Instructions for Dried Seaweed


Dried seaweed is simple to store and can be used in many ways to add nourishment to your diet. If you have never worked with it, you might find it a little strange at first as it is unlike most other foods. After a few tries, you will know just how versatile this is and will probably be thinking up new ideas for its use.


  • Add cut up pieces of dried seaweed to some hot water and let it soak for 10 minutes or more. Throw out the water and rinse it a couple of times to remove the fishy odor. You can now add this to soups and stews as a rich addition. Don't add too much or you may find it overpowering. In the Japanese soup dashi, the seaweed is removed before serving.


  • Soak the dried seaweed, such as kombu or nori, overnight in cold water. This will reconstitute it and make it much softer. Drain the water and rinse it a couple of times. Cut it up into ribbons with scissors and then dress it with a vinaigrette to serve as a side with poached fish.

Sushi Rolls

  • Layer dried seaweed (nori), rice, vegetables and fish into a tight roll and serve with different combinations of soy sauce, wasabi and pickled ginger. The Chinese like to do this with sheets of dried kelp.
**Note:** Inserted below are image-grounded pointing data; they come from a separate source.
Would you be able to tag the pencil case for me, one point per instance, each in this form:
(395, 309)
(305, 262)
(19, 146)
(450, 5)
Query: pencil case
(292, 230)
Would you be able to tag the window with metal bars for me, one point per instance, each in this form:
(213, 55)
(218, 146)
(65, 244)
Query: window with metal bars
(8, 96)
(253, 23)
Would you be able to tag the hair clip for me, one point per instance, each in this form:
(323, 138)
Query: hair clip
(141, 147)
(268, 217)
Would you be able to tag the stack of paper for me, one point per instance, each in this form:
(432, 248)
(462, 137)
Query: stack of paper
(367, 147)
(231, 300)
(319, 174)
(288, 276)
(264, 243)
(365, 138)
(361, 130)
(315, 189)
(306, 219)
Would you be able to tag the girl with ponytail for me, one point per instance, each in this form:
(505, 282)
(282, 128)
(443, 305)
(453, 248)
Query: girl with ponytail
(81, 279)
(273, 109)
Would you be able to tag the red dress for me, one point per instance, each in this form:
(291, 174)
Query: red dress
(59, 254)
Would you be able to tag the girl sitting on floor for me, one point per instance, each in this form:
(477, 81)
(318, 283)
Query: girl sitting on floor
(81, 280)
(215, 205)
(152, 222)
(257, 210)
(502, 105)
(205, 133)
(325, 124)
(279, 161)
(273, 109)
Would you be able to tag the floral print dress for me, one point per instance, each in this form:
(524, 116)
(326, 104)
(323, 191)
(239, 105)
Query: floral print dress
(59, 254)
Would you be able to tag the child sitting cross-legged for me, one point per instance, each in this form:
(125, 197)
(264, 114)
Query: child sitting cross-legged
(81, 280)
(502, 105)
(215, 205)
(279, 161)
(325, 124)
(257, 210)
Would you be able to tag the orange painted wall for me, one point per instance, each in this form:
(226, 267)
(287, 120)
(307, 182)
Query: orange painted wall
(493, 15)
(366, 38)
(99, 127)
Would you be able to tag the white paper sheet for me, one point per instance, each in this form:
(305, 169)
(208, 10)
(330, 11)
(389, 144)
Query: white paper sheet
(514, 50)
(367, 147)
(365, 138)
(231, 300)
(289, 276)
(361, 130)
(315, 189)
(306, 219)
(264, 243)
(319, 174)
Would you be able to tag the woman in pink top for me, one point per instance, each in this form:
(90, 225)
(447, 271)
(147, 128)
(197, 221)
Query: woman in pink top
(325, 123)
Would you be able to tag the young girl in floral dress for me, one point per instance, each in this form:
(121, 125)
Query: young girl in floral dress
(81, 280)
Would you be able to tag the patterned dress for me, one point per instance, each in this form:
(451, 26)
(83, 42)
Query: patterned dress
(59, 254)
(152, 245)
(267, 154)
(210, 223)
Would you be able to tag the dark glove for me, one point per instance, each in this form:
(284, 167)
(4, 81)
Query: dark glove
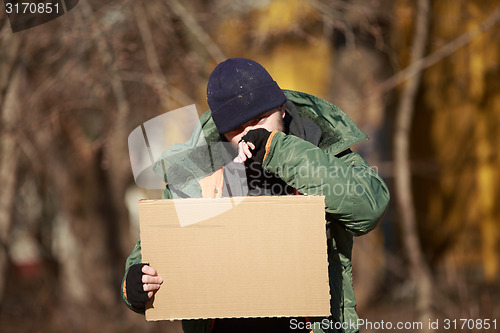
(135, 290)
(259, 138)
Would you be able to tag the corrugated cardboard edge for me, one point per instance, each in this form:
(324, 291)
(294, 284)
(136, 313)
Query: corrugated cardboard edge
(264, 199)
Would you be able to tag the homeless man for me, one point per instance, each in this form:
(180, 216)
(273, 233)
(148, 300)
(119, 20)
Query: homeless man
(275, 133)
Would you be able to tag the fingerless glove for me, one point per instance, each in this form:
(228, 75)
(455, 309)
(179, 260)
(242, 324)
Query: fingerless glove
(134, 286)
(259, 138)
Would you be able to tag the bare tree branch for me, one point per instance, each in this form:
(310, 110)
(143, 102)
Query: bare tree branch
(192, 24)
(419, 269)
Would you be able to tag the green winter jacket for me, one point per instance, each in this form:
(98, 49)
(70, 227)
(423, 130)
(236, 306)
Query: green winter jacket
(355, 196)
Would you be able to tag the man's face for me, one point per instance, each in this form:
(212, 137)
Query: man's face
(271, 120)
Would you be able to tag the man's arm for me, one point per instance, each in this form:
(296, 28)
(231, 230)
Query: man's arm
(144, 279)
(354, 193)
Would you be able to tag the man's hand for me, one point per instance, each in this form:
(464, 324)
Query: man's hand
(253, 145)
(141, 283)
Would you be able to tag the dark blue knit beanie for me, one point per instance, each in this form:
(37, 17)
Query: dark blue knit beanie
(239, 90)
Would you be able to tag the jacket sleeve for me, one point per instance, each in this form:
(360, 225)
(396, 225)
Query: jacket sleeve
(355, 195)
(135, 257)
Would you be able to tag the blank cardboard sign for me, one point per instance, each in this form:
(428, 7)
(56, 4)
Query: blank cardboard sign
(264, 257)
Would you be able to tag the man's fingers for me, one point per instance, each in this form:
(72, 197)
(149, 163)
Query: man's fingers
(146, 269)
(150, 287)
(151, 279)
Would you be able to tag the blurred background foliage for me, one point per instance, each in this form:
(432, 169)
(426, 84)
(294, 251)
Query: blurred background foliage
(72, 90)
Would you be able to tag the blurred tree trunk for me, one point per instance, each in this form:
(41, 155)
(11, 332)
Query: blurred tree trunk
(11, 83)
(419, 269)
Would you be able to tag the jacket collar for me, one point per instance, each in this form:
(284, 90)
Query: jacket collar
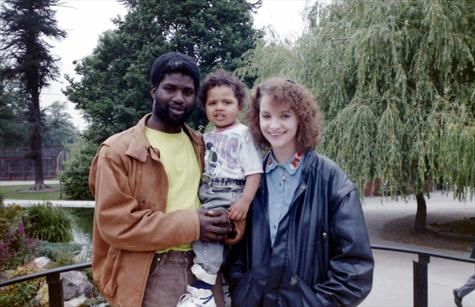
(291, 165)
(139, 147)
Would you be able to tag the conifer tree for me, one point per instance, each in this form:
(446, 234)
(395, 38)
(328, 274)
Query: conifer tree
(24, 27)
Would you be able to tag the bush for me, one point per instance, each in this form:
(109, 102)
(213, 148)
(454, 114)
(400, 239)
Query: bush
(9, 217)
(21, 294)
(48, 223)
(76, 171)
(16, 247)
(60, 253)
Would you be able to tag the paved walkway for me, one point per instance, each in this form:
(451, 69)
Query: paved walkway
(387, 219)
(393, 271)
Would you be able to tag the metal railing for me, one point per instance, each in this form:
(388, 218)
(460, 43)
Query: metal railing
(420, 274)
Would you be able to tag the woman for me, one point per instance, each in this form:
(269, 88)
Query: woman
(306, 242)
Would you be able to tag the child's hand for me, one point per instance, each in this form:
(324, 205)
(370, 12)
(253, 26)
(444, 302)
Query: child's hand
(238, 210)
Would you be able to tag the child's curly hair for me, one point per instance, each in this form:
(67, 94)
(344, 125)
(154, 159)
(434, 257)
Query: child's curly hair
(223, 78)
(299, 99)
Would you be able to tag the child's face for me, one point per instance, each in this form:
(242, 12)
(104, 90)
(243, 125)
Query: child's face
(278, 123)
(222, 107)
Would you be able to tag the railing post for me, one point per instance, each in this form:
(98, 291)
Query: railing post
(420, 281)
(55, 290)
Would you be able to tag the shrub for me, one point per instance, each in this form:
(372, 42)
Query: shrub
(9, 217)
(76, 171)
(48, 223)
(60, 253)
(16, 247)
(21, 294)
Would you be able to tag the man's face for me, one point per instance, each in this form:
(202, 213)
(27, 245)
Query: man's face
(174, 100)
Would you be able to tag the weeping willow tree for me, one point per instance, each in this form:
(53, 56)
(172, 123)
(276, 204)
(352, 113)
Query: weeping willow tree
(396, 80)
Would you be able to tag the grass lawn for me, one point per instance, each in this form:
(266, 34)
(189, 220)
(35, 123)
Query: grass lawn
(21, 192)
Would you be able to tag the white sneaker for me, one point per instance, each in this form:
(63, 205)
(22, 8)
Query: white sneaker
(196, 298)
(227, 295)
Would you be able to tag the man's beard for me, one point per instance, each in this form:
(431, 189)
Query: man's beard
(168, 117)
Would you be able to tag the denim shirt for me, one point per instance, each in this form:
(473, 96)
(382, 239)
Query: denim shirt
(282, 181)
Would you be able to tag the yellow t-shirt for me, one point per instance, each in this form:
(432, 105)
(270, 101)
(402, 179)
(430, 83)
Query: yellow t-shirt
(183, 171)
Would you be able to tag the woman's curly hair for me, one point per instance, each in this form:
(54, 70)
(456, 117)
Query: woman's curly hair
(299, 99)
(223, 78)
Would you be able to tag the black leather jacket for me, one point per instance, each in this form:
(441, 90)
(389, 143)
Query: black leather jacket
(321, 254)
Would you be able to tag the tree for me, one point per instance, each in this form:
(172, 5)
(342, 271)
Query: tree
(12, 115)
(114, 90)
(396, 82)
(58, 127)
(24, 26)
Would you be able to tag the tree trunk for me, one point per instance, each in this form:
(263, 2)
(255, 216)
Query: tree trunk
(36, 134)
(421, 214)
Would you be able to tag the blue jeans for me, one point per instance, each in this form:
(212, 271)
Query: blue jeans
(214, 194)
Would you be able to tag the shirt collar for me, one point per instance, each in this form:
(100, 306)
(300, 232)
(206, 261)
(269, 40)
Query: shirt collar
(291, 165)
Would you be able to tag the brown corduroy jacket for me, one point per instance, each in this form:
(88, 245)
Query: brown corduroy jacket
(130, 187)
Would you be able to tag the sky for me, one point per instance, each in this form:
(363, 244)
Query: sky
(85, 20)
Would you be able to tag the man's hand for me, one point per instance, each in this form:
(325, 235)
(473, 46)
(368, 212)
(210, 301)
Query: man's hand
(214, 224)
(238, 210)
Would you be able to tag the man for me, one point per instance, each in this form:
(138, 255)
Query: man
(468, 287)
(145, 182)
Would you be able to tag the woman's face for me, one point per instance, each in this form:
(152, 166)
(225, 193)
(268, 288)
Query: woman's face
(278, 123)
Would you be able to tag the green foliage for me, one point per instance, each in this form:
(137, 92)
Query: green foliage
(8, 216)
(21, 294)
(396, 82)
(12, 120)
(22, 192)
(61, 253)
(76, 171)
(25, 27)
(15, 245)
(58, 127)
(48, 223)
(114, 88)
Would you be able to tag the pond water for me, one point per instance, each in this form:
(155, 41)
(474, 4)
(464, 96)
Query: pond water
(82, 231)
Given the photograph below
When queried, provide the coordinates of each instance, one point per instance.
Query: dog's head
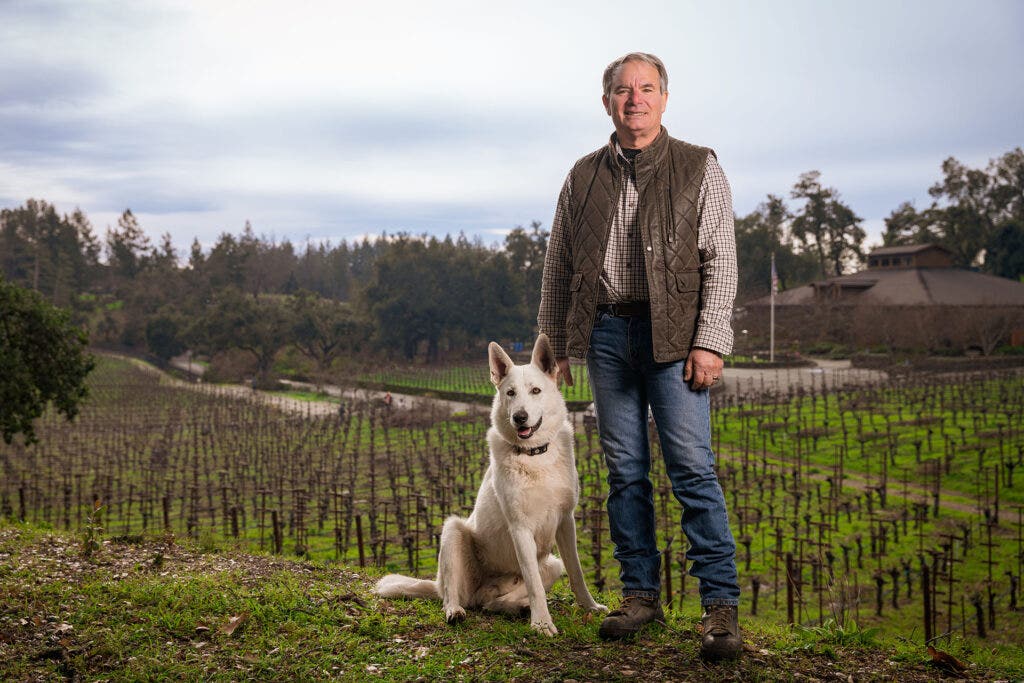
(527, 407)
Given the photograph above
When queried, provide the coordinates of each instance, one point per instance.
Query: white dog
(500, 558)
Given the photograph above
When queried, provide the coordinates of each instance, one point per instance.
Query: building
(910, 298)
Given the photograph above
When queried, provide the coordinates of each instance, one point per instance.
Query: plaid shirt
(624, 278)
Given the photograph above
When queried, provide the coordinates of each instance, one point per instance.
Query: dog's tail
(396, 586)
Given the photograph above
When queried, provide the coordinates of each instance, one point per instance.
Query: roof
(905, 249)
(909, 287)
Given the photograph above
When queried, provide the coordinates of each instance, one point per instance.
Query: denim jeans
(626, 380)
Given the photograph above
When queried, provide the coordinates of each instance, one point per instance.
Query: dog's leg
(508, 594)
(456, 568)
(525, 552)
(565, 539)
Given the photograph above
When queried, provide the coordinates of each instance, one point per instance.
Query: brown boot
(630, 617)
(721, 633)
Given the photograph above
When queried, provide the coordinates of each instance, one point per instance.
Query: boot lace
(719, 622)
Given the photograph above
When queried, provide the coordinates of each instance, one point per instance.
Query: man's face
(636, 103)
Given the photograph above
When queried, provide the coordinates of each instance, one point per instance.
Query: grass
(162, 609)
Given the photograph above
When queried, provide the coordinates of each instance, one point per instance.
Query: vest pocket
(688, 281)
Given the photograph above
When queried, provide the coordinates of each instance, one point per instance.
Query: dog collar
(536, 451)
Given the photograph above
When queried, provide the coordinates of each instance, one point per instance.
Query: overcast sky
(334, 120)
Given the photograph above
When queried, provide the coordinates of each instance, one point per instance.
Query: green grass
(162, 609)
(137, 441)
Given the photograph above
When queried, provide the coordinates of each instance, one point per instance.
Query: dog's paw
(547, 628)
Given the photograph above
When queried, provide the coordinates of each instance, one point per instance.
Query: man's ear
(500, 363)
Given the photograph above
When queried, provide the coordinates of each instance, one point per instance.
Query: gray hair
(646, 57)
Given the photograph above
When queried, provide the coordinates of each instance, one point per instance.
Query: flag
(774, 275)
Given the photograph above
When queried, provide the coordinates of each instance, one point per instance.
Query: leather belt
(627, 308)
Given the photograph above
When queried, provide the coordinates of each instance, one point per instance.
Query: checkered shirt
(624, 275)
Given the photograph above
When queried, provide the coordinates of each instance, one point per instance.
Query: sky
(330, 121)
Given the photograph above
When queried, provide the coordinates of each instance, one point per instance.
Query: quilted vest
(669, 173)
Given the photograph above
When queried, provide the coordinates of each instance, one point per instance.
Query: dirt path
(313, 408)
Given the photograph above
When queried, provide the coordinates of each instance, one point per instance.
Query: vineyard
(894, 503)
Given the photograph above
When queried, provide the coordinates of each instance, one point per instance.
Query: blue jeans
(625, 380)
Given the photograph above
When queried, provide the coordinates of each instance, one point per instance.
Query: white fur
(500, 557)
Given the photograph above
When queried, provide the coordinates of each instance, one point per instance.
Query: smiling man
(639, 280)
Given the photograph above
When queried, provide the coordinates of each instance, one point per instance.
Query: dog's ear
(544, 356)
(501, 364)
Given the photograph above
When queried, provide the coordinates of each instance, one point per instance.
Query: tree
(323, 329)
(826, 225)
(964, 211)
(260, 326)
(127, 247)
(1005, 253)
(163, 335)
(42, 360)
(525, 251)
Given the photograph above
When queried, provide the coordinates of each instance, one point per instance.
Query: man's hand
(563, 371)
(702, 369)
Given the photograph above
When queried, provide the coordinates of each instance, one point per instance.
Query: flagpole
(774, 286)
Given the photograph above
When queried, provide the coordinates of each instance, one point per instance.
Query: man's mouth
(526, 431)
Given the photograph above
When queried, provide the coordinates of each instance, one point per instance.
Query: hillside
(85, 607)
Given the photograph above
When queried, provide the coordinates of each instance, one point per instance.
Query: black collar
(536, 451)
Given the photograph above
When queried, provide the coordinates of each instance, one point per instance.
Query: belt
(627, 308)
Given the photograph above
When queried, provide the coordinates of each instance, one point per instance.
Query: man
(639, 279)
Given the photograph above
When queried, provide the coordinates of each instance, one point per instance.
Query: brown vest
(669, 173)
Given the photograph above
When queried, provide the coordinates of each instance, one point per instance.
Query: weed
(92, 529)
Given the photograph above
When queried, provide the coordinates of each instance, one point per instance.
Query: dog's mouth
(526, 431)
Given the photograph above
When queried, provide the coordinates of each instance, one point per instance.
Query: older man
(639, 279)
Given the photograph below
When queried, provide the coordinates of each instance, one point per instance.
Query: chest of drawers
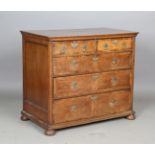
(74, 77)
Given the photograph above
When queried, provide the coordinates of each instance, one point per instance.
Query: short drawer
(73, 48)
(91, 64)
(71, 109)
(91, 83)
(108, 45)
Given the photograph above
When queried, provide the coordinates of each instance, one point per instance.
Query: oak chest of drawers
(74, 77)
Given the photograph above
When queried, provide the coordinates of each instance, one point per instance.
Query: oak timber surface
(78, 32)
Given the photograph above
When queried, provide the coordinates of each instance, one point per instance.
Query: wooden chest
(74, 77)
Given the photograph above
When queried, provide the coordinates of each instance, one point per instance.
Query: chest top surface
(78, 32)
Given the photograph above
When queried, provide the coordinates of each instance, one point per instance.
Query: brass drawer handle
(74, 85)
(74, 64)
(114, 61)
(93, 98)
(114, 81)
(74, 44)
(95, 59)
(73, 108)
(113, 103)
(124, 44)
(105, 45)
(84, 48)
(94, 77)
(114, 42)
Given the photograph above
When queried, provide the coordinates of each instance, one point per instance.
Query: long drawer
(91, 106)
(91, 64)
(91, 83)
(73, 48)
(111, 45)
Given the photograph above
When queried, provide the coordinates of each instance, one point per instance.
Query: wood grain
(74, 77)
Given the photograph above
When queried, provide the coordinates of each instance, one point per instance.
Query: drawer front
(108, 103)
(71, 109)
(73, 48)
(91, 83)
(91, 63)
(108, 45)
(91, 106)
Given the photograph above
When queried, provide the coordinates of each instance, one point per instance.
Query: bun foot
(131, 116)
(24, 118)
(50, 132)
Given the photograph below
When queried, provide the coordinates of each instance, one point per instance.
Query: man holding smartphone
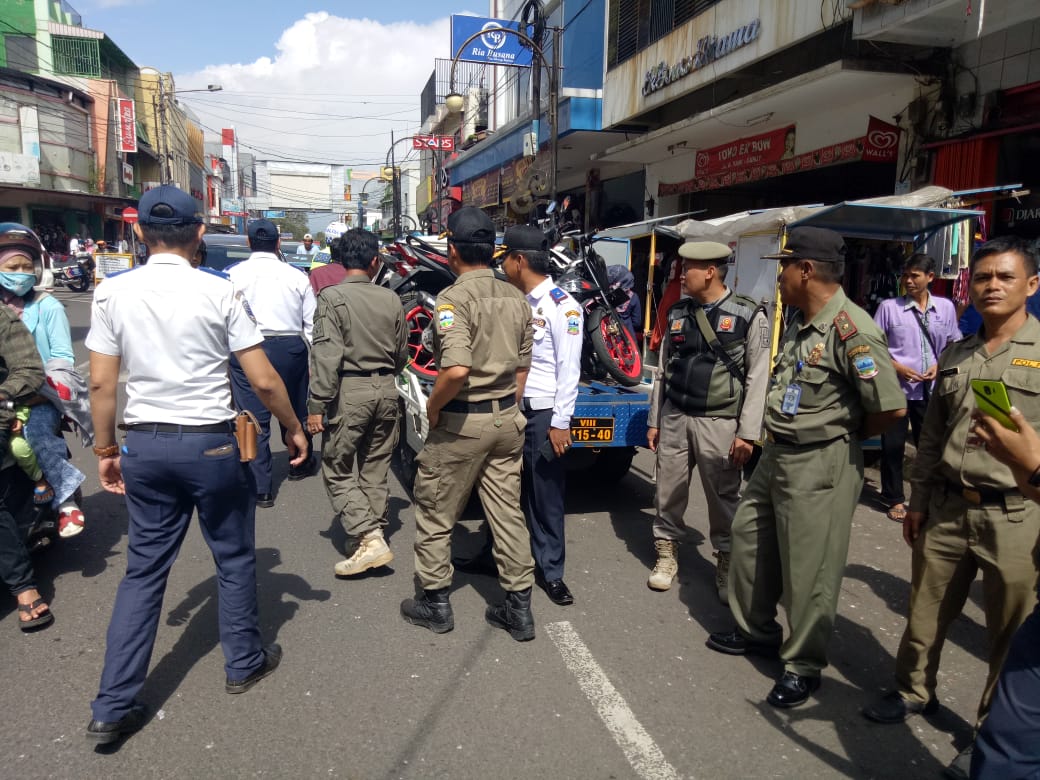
(966, 513)
(548, 401)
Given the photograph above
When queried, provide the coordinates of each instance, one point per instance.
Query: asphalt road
(618, 685)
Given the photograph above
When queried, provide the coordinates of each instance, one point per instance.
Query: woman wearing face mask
(21, 256)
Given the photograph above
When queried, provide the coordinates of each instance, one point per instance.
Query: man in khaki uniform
(832, 386)
(483, 344)
(706, 406)
(360, 343)
(966, 513)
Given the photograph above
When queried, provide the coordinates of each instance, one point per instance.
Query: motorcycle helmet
(15, 236)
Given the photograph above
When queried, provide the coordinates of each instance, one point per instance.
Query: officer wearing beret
(180, 453)
(966, 513)
(360, 344)
(483, 346)
(706, 405)
(548, 400)
(832, 386)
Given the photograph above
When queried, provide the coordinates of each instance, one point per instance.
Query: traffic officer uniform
(283, 303)
(360, 344)
(548, 401)
(790, 531)
(485, 325)
(180, 452)
(977, 519)
(699, 407)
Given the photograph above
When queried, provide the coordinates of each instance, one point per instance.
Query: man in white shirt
(180, 455)
(283, 304)
(548, 401)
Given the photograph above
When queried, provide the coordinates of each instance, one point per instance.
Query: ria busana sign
(709, 49)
  • Thinly coat the dried seaweed in sesame oil, sprinkle it with salt and roast until crispy. This is a snack that is eaten along with rice and other foods as a nutritious food in Korea.

GimJaBan MuChim

  • Crumble the seaweed into small pieces and then massage some sesame oil into it until it is well covered. Heat it in a pan until it is crispy, cool and then add green onions, garlic, a little water, sugar, sesame seeds and soy sauce with a sprinkling of red pepper flakes. Mix it well with your hands and serve at room temperature.